July 07, 2012
On Saturday, 7 July 2012 at 21:08:43 UTC, Dmitry Olshansky wrote:
> You may misunderstood me as well, the point is still the same:
> there are 2 things - notation and implementation, the fact that lexer is integrated in notation like in PEGs is not related to the fact that PEGs in their classic definition never use term Token and do backtracking parsing essentially on character level.

But PEG itself doesn't require backtracking parsing, does it? So that's an implementation detail, or a specific algorithm. Lexer separation seems to be independent of this.

>> As for lexing multiple times, simply use a free list of terminals (aka tokens).

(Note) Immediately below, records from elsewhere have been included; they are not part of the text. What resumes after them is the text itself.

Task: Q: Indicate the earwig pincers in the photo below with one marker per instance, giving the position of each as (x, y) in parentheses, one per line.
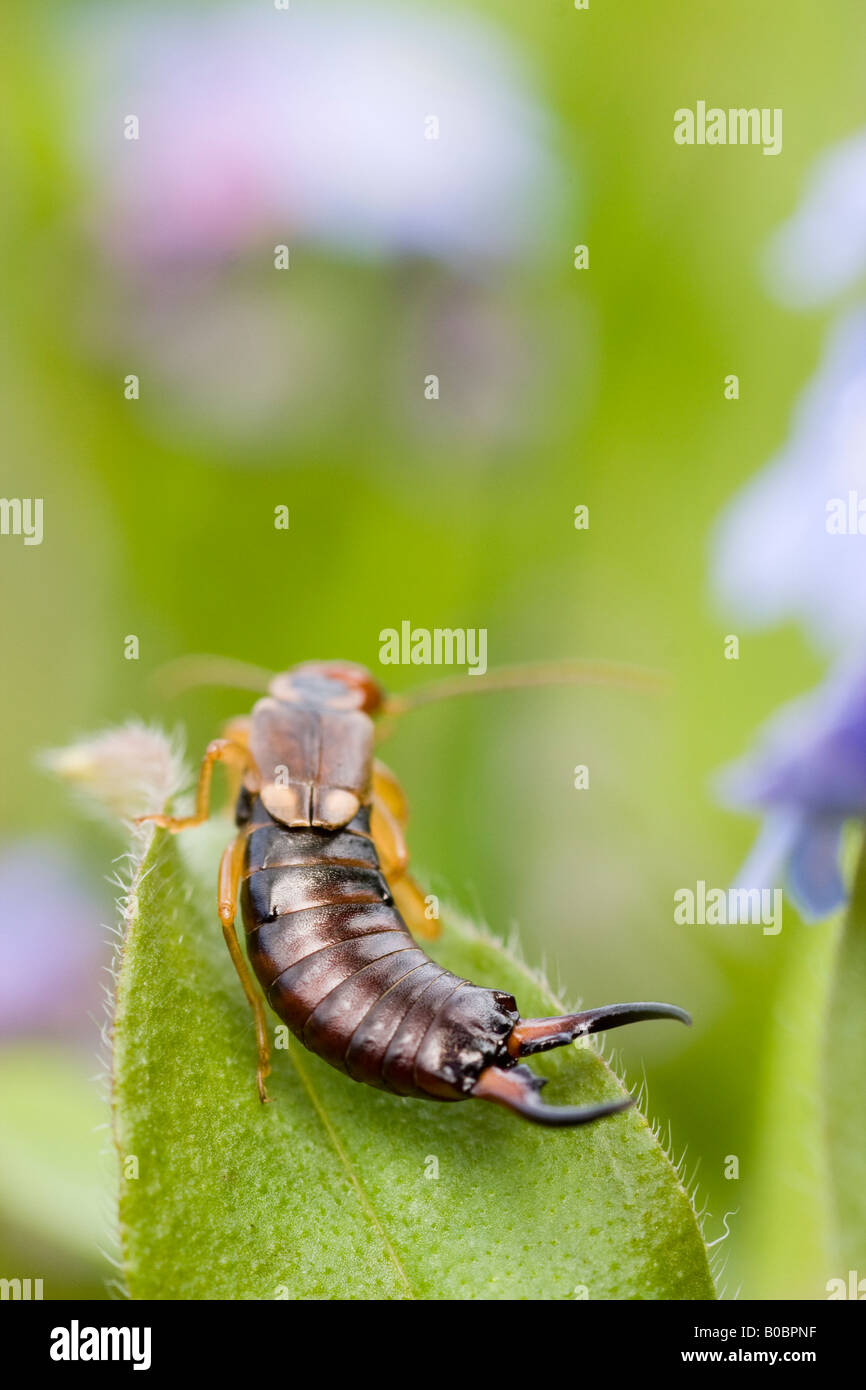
(320, 868)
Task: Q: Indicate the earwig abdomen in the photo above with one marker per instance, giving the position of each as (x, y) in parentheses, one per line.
(341, 969)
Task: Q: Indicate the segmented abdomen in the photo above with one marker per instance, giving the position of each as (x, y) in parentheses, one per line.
(341, 969)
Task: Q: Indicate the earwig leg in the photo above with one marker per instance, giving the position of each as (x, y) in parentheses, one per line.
(519, 1090)
(540, 1034)
(412, 905)
(237, 731)
(220, 751)
(388, 790)
(394, 856)
(231, 866)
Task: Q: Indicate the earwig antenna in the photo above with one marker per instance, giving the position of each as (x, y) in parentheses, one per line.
(188, 672)
(517, 1090)
(541, 1034)
(523, 677)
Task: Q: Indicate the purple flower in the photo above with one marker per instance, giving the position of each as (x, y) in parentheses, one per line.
(788, 546)
(806, 777)
(367, 129)
(820, 250)
(52, 948)
(345, 132)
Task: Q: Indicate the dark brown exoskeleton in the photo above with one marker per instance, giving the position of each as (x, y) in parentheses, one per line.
(320, 866)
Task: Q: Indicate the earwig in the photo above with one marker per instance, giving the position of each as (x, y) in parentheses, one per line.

I still assume that grammar is properly defined, so that there is only one way to split source into tokens.
>>
>
> Tokens.. there is no such term in use if we talk about 'pure' PEG.

Terminal symbols.

July 07, 2012
On Saturday, 7 July 2012 at 20:27:14 UTC, Dmitry Olshansky wrote:
> So my view on the matter: whether or not lexer is integrated is two-fold question: notation vs implementation.
>
> E.g. it may make regular lexer-like things a part of notation thus having rules like:
> 	Identifier  -> Alpha (Alpha|Number|_)*
>
> Yet it may or may use the same engine for _all_ _rules_, in fact if implementation optimize things by ripping off regular parts of grammar to small DFA engines it would make some kind of lexer behind the scenes!

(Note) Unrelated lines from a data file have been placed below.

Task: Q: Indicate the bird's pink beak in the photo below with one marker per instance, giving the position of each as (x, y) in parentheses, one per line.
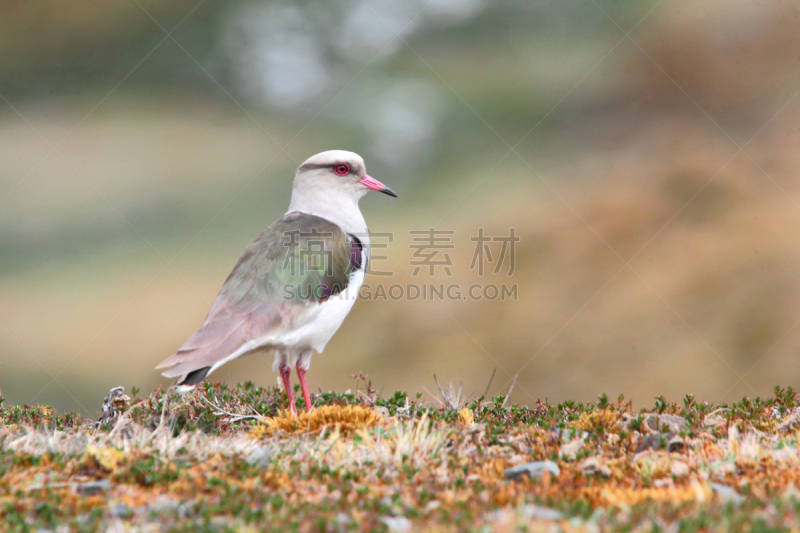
(375, 185)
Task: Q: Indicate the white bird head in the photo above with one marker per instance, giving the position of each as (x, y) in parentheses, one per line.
(330, 184)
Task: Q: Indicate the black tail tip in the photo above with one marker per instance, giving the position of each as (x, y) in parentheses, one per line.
(194, 377)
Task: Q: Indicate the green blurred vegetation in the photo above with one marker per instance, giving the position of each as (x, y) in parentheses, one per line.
(652, 182)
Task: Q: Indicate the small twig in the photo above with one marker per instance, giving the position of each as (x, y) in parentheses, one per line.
(490, 383)
(451, 400)
(510, 390)
(235, 417)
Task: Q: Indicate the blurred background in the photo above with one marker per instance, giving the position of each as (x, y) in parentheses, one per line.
(645, 153)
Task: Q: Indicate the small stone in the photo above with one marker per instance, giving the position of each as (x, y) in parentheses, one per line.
(592, 466)
(432, 505)
(569, 451)
(397, 524)
(651, 442)
(679, 469)
(540, 512)
(784, 455)
(676, 445)
(651, 422)
(92, 488)
(674, 423)
(533, 470)
(120, 510)
(726, 493)
(260, 457)
(713, 421)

This is the implementation I have in mind as the only sane way to parse PEG efficiently. Plus specializing DFA to only check for those terminals which are allowed according to available structural information at the moment of their invocation.

>
> Anyway highly hybrid parsers are all the rage now, and reasons are obvious - they runs fast and can be bend by some magic to quite convoluted grammars of modern languages ;)


July 07, 2012
On 08-Jul-12 01:24, Roman D. Boiko wrote:
> On Saturday, 7 July 2012 at 21:08:43 UTC, Dmitry Olshansky wrote:
>> You may misunderstood me as well, the point is still the same:
>> there are 2 things - notation and implementation, the fact that lexer
>> is integrated in notation like in PEGs is not related to the fact that
>> PEGs in their classic definition never use term Token and do
>> backtracking parsing essentially on character level.
>
> But PEG itself doesn't require backtracking parsing, does it?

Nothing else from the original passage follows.